Chat history payload format:

inbound determines if its a company or customer tweet
response_tweet_id being null means that tweet is the last tweet of the thread
in_response_to_tweet_id being null means that tweet is the start of the thread
Example Format:

"chat_history": [
      {
        "response_type": "Customer",
        "response": {
          "tweet_id": "8",
          "text": "@sprintcare is the worst customer service",
          "created_at": "Tue Oct 31 21:45:10 +0000 2017"
        }
      },
      {
        "response_type": "Company",
        "response": {
          "tweet_id": "6",
          "text": "@115712 Can you please send us a private message, so that I can gain further details about your account?",
          "created_at": "Tue Oct 31 21:46:24 +0000 2017"
        }
      }]

When new records are ingested, they are checked against existing data using the primary_tweet_id:
- If the primary_tweet_id already exists, the record is considered a duplicate and is ignored.
- If the primary_tweet_id matches the tail_id of an existing thread, it indicates a continuation of that conversation and should be merged into the existing thread
This approach ensures idempotent re-runs (i.e., reprocessing the same data causes no duplication) and enables seamless thread extensions for ongoing conversations.

Database:

Postgres is the right way to store since the table has both relational fields (customer_id, primary_tweet_id) and a nested Chat_history, (JSONB), also allows indexing.

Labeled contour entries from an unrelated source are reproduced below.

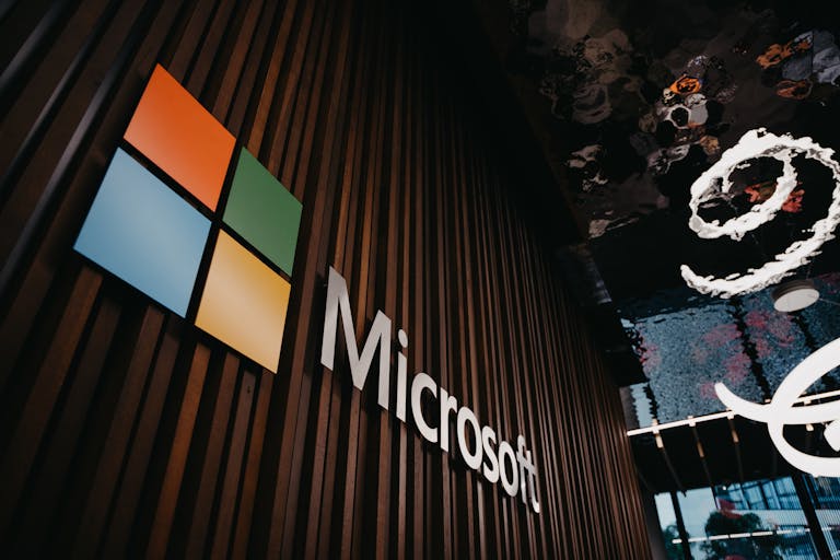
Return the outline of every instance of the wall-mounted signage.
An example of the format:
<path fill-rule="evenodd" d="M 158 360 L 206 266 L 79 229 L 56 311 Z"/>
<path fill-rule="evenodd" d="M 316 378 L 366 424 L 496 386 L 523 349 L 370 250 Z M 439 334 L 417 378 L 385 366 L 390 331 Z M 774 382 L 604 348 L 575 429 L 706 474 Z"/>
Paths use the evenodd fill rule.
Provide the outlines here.
<path fill-rule="evenodd" d="M 350 315 L 350 299 L 347 282 L 330 267 L 327 284 L 326 313 L 324 316 L 324 338 L 320 347 L 320 363 L 332 370 L 336 358 L 336 342 L 339 331 L 339 315 L 341 316 L 341 332 L 345 337 L 350 374 L 353 385 L 359 390 L 364 388 L 368 373 L 378 352 L 378 404 L 385 410 L 390 410 L 390 362 L 392 362 L 392 320 L 378 311 L 373 319 L 368 337 L 359 352 L 355 341 L 355 328 Z M 407 409 L 420 434 L 430 443 L 440 445 L 444 452 L 450 451 L 450 418 L 456 418 L 456 438 L 459 455 L 467 466 L 478 470 L 492 482 L 502 482 L 502 488 L 511 497 L 517 493 L 522 503 L 539 513 L 537 501 L 537 468 L 532 452 L 525 447 L 525 438 L 516 439 L 516 450 L 502 440 L 495 430 L 489 425 L 482 427 L 475 412 L 466 406 L 458 406 L 455 396 L 450 395 L 443 387 L 438 387 L 434 380 L 425 372 L 418 372 L 410 382 L 407 372 L 405 350 L 408 348 L 408 335 L 405 330 L 397 331 L 397 340 L 402 350 L 397 352 L 396 400 L 394 415 L 402 422 L 406 421 Z M 434 418 L 427 418 L 423 412 L 423 398 L 438 400 Z"/>
<path fill-rule="evenodd" d="M 833 237 L 833 231 L 840 224 L 840 165 L 833 159 L 835 151 L 820 147 L 810 138 L 775 136 L 763 128 L 746 132 L 737 144 L 723 152 L 720 161 L 691 185 L 689 201 L 691 218 L 688 225 L 700 237 L 707 240 L 727 236 L 734 241 L 740 241 L 746 233 L 771 221 L 796 188 L 796 168 L 793 165 L 793 159 L 797 155 L 821 163 L 831 171 L 835 178 L 835 190 L 828 213 L 814 223 L 810 229 L 812 236 L 791 244 L 784 253 L 745 275 L 731 275 L 726 278 L 701 277 L 688 265 L 682 265 L 680 271 L 688 285 L 701 293 L 722 298 L 755 292 L 779 282 L 807 264 L 819 252 L 822 244 Z M 772 196 L 754 206 L 744 215 L 727 220 L 723 224 L 718 220 L 711 222 L 703 220 L 699 215 L 700 207 L 714 197 L 728 192 L 733 186 L 730 179 L 732 172 L 744 162 L 757 158 L 772 158 L 782 162 L 782 176 L 777 179 Z"/>
<path fill-rule="evenodd" d="M 301 203 L 160 66 L 125 140 L 75 250 L 277 372 Z"/>
<path fill-rule="evenodd" d="M 736 396 L 723 383 L 716 383 L 718 397 L 736 415 L 765 422 L 779 454 L 788 463 L 815 476 L 840 476 L 840 457 L 817 457 L 793 447 L 784 439 L 788 424 L 818 424 L 828 422 L 824 438 L 840 451 L 840 400 L 819 405 L 794 407 L 794 401 L 822 375 L 840 366 L 840 338 L 824 346 L 794 368 L 775 390 L 767 405 L 757 405 Z"/>

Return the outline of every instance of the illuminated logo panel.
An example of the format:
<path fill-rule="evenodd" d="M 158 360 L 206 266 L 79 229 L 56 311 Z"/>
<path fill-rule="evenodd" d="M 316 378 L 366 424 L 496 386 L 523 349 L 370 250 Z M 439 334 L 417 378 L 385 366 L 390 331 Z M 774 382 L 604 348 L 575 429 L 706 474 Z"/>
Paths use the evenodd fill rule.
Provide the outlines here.
<path fill-rule="evenodd" d="M 302 206 L 158 66 L 74 248 L 277 372 Z"/>

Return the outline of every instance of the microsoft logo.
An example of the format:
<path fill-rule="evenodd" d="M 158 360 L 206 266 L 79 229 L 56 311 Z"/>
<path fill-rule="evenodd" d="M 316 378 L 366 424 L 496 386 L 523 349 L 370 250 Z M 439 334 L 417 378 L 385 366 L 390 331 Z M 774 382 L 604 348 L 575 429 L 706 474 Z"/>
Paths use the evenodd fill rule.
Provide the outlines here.
<path fill-rule="evenodd" d="M 155 67 L 74 248 L 277 372 L 301 203 Z"/>

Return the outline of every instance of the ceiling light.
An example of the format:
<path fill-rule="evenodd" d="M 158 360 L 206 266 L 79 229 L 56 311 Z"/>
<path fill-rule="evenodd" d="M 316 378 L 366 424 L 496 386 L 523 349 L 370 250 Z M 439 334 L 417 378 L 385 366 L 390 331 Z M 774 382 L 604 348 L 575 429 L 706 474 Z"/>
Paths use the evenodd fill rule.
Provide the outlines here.
<path fill-rule="evenodd" d="M 819 300 L 819 292 L 810 280 L 790 280 L 779 284 L 772 298 L 775 311 L 791 313 L 815 303 Z"/>

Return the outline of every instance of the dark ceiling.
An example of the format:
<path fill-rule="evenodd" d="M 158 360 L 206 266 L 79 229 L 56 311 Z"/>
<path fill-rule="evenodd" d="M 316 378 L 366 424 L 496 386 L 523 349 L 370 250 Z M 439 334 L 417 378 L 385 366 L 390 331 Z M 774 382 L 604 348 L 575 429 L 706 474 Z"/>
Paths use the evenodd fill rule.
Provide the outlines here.
<path fill-rule="evenodd" d="M 688 226 L 692 183 L 749 130 L 809 137 L 840 151 L 840 20 L 832 2 L 475 5 L 537 139 L 533 150 L 551 170 L 550 188 L 573 207 L 585 240 L 560 254 L 576 266 L 571 276 L 588 291 L 583 300 L 596 323 L 609 325 L 617 313 L 630 340 L 632 366 L 616 358 L 627 352 L 615 332 L 596 332 L 616 368 L 635 368 L 617 376 L 632 385 L 625 389 L 631 427 L 722 409 L 710 392 L 718 381 L 745 398 L 769 398 L 797 360 L 840 336 L 836 238 L 794 275 L 814 279 L 826 301 L 795 314 L 775 312 L 769 289 L 722 300 L 688 288 L 679 272 L 686 264 L 702 276 L 745 273 L 809 236 L 827 215 L 833 178 L 798 156 L 795 191 L 769 223 L 739 242 L 702 240 Z M 750 212 L 772 195 L 780 171 L 775 160 L 752 160 L 731 176 L 731 194 L 700 215 L 723 222 Z M 813 390 L 838 386 L 835 372 Z M 710 483 L 709 472 L 715 482 L 743 478 L 740 459 L 721 459 L 710 470 L 696 452 L 678 451 L 696 450 L 697 434 L 702 440 L 715 429 L 675 430 L 665 438 L 666 448 L 677 450 L 668 459 L 651 447 L 652 436 L 637 438 L 642 475 L 664 480 L 653 485 L 660 490 Z M 723 454 L 735 457 L 728 428 L 719 431 L 726 432 L 715 436 L 719 444 L 734 445 Z M 825 452 L 818 434 L 803 441 Z M 770 448 L 766 439 L 761 445 L 756 450 Z M 747 477 L 784 471 L 774 454 L 756 450 Z M 668 462 L 687 481 L 661 476 Z"/>

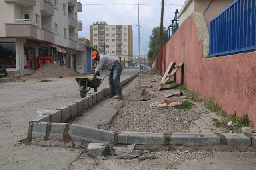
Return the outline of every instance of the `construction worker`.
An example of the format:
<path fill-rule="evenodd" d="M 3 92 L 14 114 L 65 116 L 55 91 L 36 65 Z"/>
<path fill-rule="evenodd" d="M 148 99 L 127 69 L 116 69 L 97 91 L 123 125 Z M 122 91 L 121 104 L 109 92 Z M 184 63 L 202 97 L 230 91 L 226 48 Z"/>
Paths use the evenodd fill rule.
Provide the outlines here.
<path fill-rule="evenodd" d="M 99 54 L 96 51 L 92 53 L 91 55 L 92 59 L 99 61 L 99 62 L 95 68 L 95 72 L 88 77 L 88 80 L 90 82 L 92 81 L 96 78 L 100 71 L 102 70 L 110 71 L 108 82 L 111 93 L 107 98 L 121 99 L 122 88 L 120 85 L 120 76 L 122 70 L 122 64 L 117 60 L 107 55 Z"/>

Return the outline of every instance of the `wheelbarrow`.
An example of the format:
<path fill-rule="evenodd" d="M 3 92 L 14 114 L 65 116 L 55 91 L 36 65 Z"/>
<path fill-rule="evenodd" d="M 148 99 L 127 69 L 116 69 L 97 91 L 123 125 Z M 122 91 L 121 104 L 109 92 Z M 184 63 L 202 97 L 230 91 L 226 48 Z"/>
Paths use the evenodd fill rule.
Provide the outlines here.
<path fill-rule="evenodd" d="M 89 82 L 88 80 L 88 78 L 83 77 L 75 78 L 76 82 L 79 84 L 79 90 L 78 90 L 78 91 L 80 92 L 81 97 L 82 98 L 85 97 L 87 92 L 92 88 L 94 88 L 94 92 L 96 92 L 97 88 L 99 87 L 107 76 L 108 76 L 108 74 L 105 75 L 102 80 L 100 78 L 94 78 L 92 82 Z"/>

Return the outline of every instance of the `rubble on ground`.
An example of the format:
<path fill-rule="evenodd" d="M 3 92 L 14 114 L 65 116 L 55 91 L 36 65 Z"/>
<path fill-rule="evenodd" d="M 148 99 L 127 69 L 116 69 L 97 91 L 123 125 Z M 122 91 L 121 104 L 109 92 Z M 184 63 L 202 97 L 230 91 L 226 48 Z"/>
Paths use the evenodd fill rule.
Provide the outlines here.
<path fill-rule="evenodd" d="M 46 63 L 36 70 L 29 77 L 45 79 L 80 76 L 82 75 L 71 68 L 52 63 Z"/>

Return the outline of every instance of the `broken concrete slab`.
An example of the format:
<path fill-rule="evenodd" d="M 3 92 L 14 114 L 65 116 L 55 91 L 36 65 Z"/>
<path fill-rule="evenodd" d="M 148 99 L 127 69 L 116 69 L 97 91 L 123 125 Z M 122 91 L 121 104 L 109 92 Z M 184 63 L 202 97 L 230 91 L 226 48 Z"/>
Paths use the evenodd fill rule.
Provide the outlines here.
<path fill-rule="evenodd" d="M 161 103 L 159 102 L 156 103 L 153 103 L 149 105 L 149 107 L 156 107 L 156 106 L 158 104 L 161 104 Z"/>
<path fill-rule="evenodd" d="M 138 159 L 140 160 L 143 160 L 143 159 L 156 159 L 157 156 L 155 155 L 152 155 L 150 154 L 147 154 L 146 155 L 144 156 L 143 156 L 139 158 Z"/>
<path fill-rule="evenodd" d="M 152 88 L 153 85 L 152 84 L 142 84 L 137 85 L 134 86 L 134 88 Z"/>
<path fill-rule="evenodd" d="M 144 88 L 141 91 L 140 100 L 141 101 L 150 100 L 153 96 L 154 92 L 152 91 Z"/>
<path fill-rule="evenodd" d="M 162 104 L 159 104 L 156 106 L 158 107 L 164 107 L 168 106 L 168 105 L 166 103 L 163 103 Z"/>
<path fill-rule="evenodd" d="M 106 155 L 109 153 L 108 143 L 89 143 L 87 147 L 88 154 L 95 158 Z"/>
<path fill-rule="evenodd" d="M 178 92 L 175 93 L 170 93 L 167 95 L 165 95 L 164 97 L 166 98 L 171 98 L 172 97 L 179 97 L 183 95 L 183 93 L 182 92 Z"/>
<path fill-rule="evenodd" d="M 174 102 L 169 104 L 168 106 L 170 107 L 172 107 L 175 106 L 180 105 L 181 104 L 182 104 L 182 102 Z"/>
<path fill-rule="evenodd" d="M 142 154 L 143 151 L 142 150 L 134 150 L 129 154 L 131 154 L 134 156 L 140 156 Z"/>
<path fill-rule="evenodd" d="M 126 154 L 124 154 L 123 155 L 120 156 L 119 156 L 117 157 L 116 158 L 117 159 L 132 159 L 133 158 L 137 158 L 137 157 L 138 157 L 138 156 Z"/>
<path fill-rule="evenodd" d="M 252 133 L 252 129 L 249 126 L 243 127 L 241 129 L 241 132 L 244 133 Z"/>

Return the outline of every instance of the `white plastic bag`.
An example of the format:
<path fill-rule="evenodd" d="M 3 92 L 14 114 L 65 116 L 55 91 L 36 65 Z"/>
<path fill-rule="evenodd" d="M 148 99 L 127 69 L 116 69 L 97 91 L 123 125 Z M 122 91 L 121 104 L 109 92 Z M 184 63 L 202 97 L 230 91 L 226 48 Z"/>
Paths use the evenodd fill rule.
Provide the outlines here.
<path fill-rule="evenodd" d="M 38 117 L 42 117 L 43 116 L 47 115 L 52 110 L 44 110 L 44 109 L 38 109 L 37 110 L 37 113 L 38 114 Z"/>

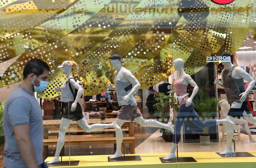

I have not integrated a database into this project as it is currently a prototype. Instead, I used JSON files to store all data and intermediate results for a better understanding and readability.

Scheduling:

We can run the data ingestion pipeline every few hours, since we need to know if customer has replied, so we can give a faster response. For scheduling we can use Airflow because it provides a reliable, scalable way to run your job on a schedule while offering features like automatic retries, logging. We could use a simple CRON Job too.